2009-03-04/Truth and reconciliation are also on the agenda in the Middle East
Truth and reconciliation are also on the agenda in the Middle East
By Michael de Laine, Copenhagen, 4 March 2009
Truth and reconciliation processes are probably best known from South Africa (1995), but they stem from the Nuremberg Trials after the Second World War and truth and reconciliation processes in South America – Argentina in 1983, Chile in 1990.
Unlike these, however, the truth and reconciliation processes that have started in the Arab Middle East are not connected with transitions from one form of rule to another, but have taken place under a continuing rule – sometimes with the aid of the rulers, sometimes without.
Sune Haugbølle of the Department of Cross-Cultural and Regional Studies at the University of Copenhagen, has studied truth and reconciliation processes at close hand in Lebanon and Syria. He has also edited a book, ‘The Politics of Violence, Truth and Reconciliation in the Arab Middle East’, together with Anders Hastrup.
The book features studies of six Arab countries in which legacies of political violence have been challenged through various initiatives to promote “truth-telling” and transitional justice.
Pressure for political liberalisation and the growth of civil society and independent media inside Arab countries have prompted the debate about violent events in the post-colonial period. As well as Lebanon and Syria, both Morocco and Algeria have set up truth commissions, while the trial of Iraqi ruler Saddam Hussein is considered by come to be form of truth and reconciliation process.
And perhaps today’s announcement that the International Criminal Court (ICC) has now issued an arrest warrant against the present Sudanese president, Omar Hassan Ahmed al-Bashir, for crimes against humanity and war crimes against civilians in Darfur, can lead to a truth and reconciliation process in Sudan.

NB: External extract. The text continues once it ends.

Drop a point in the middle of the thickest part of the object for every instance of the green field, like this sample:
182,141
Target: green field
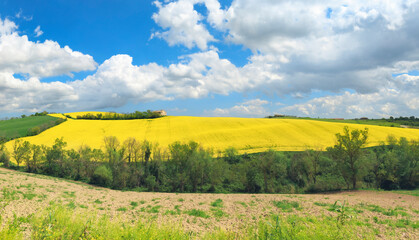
15,128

The book’s articles highlight how the interplay between state-orchestrated initiatives (such as truth and reconciliation committees and ministerial committees), civil society actors (including former political prisoners, investigative journalists and NGOs), and external actors (such as transnational NGOs, state-sponsored dialogue initiatives, the UN and the EU) is creating a new political field.
The book examines the extent to which this field challenges the Arab nation-state’s monopoly on history and violence, and asks whether public narratives of violence, memory and justice consolidate or challenge political legitimacy of current regimes.